Yes. You can ask Zo to run queries, or click on the data.duckdb file to open Zo’s built-in database viewer.
Zo can parse most common formats: CSV, JSON, XML, Parquet, and more. Create a blank dataset, drop your files in source/, and ask Zo to help write an ingestion script.

Example queries

Once your data is in a dataset, just ask questions: Research data:
  • “What’s the correlation between these two variables?”
  • “Show me the trend over the last 5 years”
  • “Generate a summary report of key findings”
Personal data:
  • “What are my top 10 most-played artists on Spotify?”
  • “How much did I spend on Amazon in 2023?”
  • “Who do I text the most on iMessage?”
Business data:
  • “What were our top-selling products last quarter?”
  • “Show customer acquisition by month”
  • “Which regions had the highest growth?”

Tips

Keep your source files.

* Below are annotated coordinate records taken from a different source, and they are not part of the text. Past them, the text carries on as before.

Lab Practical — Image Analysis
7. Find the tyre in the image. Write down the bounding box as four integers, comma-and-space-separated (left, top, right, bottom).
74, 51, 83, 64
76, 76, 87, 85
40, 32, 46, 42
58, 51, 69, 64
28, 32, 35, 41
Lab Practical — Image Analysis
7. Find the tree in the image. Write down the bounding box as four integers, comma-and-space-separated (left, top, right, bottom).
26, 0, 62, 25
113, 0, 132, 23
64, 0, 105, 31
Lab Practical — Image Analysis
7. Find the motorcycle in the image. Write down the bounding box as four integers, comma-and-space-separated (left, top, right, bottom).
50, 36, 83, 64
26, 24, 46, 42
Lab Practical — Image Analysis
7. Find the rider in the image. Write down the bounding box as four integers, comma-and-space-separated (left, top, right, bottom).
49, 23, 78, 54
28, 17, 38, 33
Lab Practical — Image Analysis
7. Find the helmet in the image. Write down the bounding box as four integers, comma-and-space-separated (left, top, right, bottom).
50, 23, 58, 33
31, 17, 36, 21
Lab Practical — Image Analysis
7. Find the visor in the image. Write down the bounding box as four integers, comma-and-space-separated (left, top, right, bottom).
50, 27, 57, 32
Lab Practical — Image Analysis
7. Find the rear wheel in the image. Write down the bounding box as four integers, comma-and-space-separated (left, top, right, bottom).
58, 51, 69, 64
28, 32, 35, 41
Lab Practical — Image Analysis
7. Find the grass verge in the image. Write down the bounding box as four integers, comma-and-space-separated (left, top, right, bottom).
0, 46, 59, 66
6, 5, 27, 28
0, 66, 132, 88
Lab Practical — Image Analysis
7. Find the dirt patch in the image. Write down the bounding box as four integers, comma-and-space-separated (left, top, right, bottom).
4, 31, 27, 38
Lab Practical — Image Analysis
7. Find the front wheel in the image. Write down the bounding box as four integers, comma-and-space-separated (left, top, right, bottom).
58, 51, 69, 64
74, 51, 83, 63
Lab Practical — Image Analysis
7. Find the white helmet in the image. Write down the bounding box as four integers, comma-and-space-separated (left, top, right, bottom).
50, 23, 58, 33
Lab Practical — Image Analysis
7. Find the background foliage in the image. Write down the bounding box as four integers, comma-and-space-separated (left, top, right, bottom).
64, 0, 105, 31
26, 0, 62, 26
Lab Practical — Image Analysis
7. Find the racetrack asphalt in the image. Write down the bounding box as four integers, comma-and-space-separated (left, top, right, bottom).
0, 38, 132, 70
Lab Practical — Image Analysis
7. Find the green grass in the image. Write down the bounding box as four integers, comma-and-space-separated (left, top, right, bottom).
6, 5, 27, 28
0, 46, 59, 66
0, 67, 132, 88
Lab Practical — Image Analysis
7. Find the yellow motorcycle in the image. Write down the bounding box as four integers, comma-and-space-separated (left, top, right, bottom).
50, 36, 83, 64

The source/ folder preserves your raw data. You can re-run ingestion or modify scripts to extract additional fields later.
Check the README. After ingestion, Zo generates documentation explaining what data is available, the time range covered, and example queries.
Schema is your reference. Open schema.yaml to see every table, column, type, and description — useful when asking complex questions.

Privacy

Your data stays on your Zo server. Datasets are stored in your workspace like any other files. When you query your data, Zo reads the schema and runs queries locally — your raw data never leaves your Zo.